The findings also indicate IT practitioners and users agree that the compromise of employee accounts that can lead to external data breaches are most likely to be caused by insiders with too much access who are frequently unaware of the risks that they present.
"One of the most difficult challenges organizations face is achieving a balance between productivity and security. The rise of cloud-based file sync and share services like Dropbox helped productivity but made the security part of the equation even more difficult," David Gibson, vice president of marketing at Varonis, told eWEEK. "The risks associated with having sensitive files living in places the company doesn’t track or regulate, essentially leaving data protection to employees whose main goals are productivity and flexibility, is inherently dangerous."
Half of users and 74 percent of IT practitioners believe that insider mistakes, negligence or malice are frequently or very frequently the cause of leakage of company data.
Only 47 percent of IT professionals say users in their organizations are taking appropriate steps to protect company data accessed by them, and 76 percent of users believe there are times when it is acceptable to transfer work documents to their personal devices, while only 13 percent of IT practitioners agree.

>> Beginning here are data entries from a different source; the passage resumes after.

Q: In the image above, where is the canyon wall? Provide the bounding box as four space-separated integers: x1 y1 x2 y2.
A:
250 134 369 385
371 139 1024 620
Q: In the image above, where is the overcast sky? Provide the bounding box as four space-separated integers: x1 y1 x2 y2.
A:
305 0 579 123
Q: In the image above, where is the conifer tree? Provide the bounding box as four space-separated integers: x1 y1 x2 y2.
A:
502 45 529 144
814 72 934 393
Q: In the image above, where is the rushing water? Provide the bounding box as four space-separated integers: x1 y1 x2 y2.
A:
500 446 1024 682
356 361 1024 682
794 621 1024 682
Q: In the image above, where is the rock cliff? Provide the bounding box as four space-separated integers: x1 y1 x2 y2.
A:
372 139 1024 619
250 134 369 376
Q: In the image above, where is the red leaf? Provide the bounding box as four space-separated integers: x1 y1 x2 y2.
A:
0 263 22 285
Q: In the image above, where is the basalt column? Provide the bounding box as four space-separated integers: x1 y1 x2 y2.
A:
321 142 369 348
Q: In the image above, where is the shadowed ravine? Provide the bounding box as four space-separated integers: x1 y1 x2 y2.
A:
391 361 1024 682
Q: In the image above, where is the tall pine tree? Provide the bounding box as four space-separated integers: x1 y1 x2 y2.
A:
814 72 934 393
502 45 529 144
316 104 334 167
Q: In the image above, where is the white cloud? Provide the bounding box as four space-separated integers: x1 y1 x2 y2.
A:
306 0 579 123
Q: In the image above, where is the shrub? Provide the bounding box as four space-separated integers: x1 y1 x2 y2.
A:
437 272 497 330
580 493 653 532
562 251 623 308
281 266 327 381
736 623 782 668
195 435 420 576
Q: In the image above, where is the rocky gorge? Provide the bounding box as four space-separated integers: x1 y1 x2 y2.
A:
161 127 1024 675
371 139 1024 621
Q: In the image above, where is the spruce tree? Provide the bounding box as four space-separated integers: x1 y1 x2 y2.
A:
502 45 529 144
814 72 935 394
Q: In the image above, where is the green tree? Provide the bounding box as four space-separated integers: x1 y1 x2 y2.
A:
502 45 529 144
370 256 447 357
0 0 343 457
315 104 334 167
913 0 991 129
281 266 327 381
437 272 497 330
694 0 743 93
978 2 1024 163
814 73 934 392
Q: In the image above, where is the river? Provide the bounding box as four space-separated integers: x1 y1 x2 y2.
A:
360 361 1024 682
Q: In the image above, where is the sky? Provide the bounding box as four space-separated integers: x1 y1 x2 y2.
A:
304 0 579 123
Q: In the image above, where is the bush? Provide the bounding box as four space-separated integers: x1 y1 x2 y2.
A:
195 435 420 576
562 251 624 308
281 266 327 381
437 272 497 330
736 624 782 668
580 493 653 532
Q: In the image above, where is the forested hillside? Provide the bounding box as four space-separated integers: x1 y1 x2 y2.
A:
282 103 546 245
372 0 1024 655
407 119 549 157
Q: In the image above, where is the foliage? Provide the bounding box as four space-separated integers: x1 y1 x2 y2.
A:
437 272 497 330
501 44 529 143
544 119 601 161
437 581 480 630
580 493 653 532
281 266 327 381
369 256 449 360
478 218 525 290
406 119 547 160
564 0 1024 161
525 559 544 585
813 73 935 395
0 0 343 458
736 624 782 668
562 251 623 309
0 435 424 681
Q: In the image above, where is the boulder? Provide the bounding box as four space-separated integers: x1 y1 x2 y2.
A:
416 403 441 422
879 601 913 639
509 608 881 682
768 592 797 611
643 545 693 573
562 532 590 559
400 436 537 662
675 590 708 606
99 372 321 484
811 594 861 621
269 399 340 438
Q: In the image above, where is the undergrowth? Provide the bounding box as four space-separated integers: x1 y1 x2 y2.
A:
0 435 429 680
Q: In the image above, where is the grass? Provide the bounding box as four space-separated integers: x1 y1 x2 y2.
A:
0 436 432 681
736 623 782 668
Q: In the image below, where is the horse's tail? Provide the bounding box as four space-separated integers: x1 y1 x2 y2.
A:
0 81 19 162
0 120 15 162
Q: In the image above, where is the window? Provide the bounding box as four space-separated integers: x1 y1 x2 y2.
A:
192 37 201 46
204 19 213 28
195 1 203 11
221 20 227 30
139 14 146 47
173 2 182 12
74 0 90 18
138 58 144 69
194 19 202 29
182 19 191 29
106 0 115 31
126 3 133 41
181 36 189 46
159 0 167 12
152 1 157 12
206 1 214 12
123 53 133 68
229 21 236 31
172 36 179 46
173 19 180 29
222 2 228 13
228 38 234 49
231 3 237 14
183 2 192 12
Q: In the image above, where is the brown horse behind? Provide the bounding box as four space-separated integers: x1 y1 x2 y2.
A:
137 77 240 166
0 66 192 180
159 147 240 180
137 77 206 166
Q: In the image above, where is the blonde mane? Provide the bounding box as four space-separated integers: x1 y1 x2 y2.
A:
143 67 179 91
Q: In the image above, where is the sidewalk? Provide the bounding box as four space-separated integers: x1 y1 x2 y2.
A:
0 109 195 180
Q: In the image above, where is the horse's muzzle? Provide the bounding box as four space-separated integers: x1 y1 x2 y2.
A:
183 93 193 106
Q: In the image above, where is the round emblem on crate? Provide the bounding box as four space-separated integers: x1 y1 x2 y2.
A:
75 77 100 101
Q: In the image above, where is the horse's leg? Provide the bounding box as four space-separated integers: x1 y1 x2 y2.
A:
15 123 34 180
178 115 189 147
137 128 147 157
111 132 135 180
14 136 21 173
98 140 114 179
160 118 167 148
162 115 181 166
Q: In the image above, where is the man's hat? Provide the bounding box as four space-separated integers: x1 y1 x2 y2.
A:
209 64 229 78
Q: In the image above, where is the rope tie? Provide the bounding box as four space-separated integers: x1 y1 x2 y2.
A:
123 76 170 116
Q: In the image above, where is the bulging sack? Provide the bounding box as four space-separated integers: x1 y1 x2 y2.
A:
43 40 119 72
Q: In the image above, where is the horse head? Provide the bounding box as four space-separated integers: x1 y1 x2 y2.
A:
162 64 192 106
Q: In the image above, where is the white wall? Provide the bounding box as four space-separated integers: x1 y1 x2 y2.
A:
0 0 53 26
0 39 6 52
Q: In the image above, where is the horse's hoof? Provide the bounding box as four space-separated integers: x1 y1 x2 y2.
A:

In addition, 49 percent of IT practitioners say it is not likely or there is no chance that when documents, files or emails are lost or change unexpectedly, the organization will be able to assess what happened to them. Companies also need to be more open about their vulnerability.
"Our study shows 67 percent of IT people say their organization had a data breach in the last two years, but only 44 percent of end users are aware of that," Gibson noted. "Employees need to learn the rules of the road in order to conduct business safely in the digital age."
The survey also found 43 percent of users say it takes weeks, months or longer to be granted access to data they request access to in order to do their jobs, and only 22 percent report that access is typically granted within minutes or hours.
Meanwhile, 73 percent of users believe the growth of emails, presentations, multimedia files and other types of company data has very significantly or significantly affected their ability to find and access data.
"Manual methods for protecting data are already insufficient, and this will only become more apparent as the data grows," Gibson said. "Automating manual data management and protection tasks, on the other hand, will not only reduce risk very quickly, but can also reduce costs and improve employee productivity at the same time."